2. The Super Globetrotters (HannaBarbera)
First appearance: Super Globetrotters NBC TV, 1979
So, fake basketball team the Harlem Globetrotters would hop into their mystic lockers when trouble reared its ugly head and transform into the Super Globtrotters. Nate Branch would become liquid, and was even referred to as Aquaman, much to DC’s lawyers’ delight. “Curly” Neal became Super Sphere and turned into a basketball in a fiendishly nightmarish scenario. Seriously, the dude transformed into a quadruple amputee in some kind of vile EC Comics twist of fate. “Twiggy” Saunders, as Spaghetti Man, could turn his body into a ladder or rope (Kim Kardashian would wield the same power with her ovaries years later). “Sweet” Lou Dunbar set back civil right eighty years as he became Gizmo and had a super-powered afro that he pulled different gadgets from. “Geese” Ausbie became Multi-Man and could clone himself.
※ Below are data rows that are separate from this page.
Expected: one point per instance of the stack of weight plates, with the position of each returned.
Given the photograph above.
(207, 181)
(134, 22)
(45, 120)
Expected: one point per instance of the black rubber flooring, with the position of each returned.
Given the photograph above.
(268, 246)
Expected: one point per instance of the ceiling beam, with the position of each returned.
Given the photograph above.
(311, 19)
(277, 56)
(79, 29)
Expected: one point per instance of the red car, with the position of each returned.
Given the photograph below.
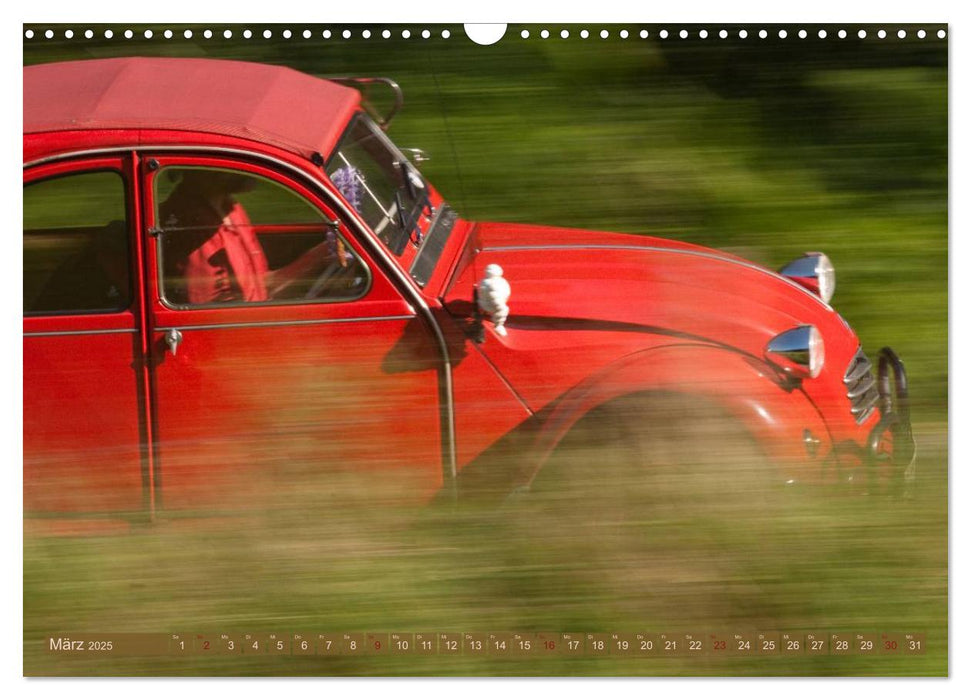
(230, 265)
The team received their orders from the Crime Globe, a basketball-shaped satellite that would order around the team. The whole thing is nightmarish in scope and serves as a metaphor on how society would treat athletes in the future (EDITOR’S NOTE: No it does not.). Perhaps the Globetrotters shot themselves up with experimental HGH to turn into spaghetti and basketballs and to give themselves super afros. Or, it just proves that, at the end of the day, despite the Flintstones, Super-Friends, and Scooby-Doo, Hanna-Barbera kind of sucked.
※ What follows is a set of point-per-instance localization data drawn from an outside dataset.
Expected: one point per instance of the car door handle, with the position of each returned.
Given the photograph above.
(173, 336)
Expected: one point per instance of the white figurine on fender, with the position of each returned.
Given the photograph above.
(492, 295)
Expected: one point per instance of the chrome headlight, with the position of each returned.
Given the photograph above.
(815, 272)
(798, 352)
1. The Justice League of America (CBS TV)
First Appearance: Unreleased Justice League of America Pilot (1997)
This was the worst thing ever. This makes the Star Wars Christmas Special look like M.A.S.H. While never aired in the U.S., this gem can be a frequently found in bootleg form at conventions, so if you ever want to get back at someone for killing your family or something, buy them this piece of festering crap. Mark Waid called this celluloid treasure “80 minutes of my life I’ll never get back.” What’s so bad about it? Well, let’s look at the team, since this list is “Top 10 Worst Super-Hero Teams” and not “Top 10 TV shows that Will Make You Want to Step in Front of a Train.” Martian Manhunter is played by a very fat David Ogden Stiers. How can Martian Manhunter be fat? He’s a shape shifter; would he choose to look like a corpulent sack of lard? Ice is a meteorologist. Flash is an unemployed shmuck. Green Lantern’s costume sucks and the show “creators” thought it would be a good idea to make Guy Gardner a software salesman. After viewing this show, one wishes the Anti-Monitor would just get it over with and destroy reality, this team, and the show they appear in with the true Anti-Life Equation.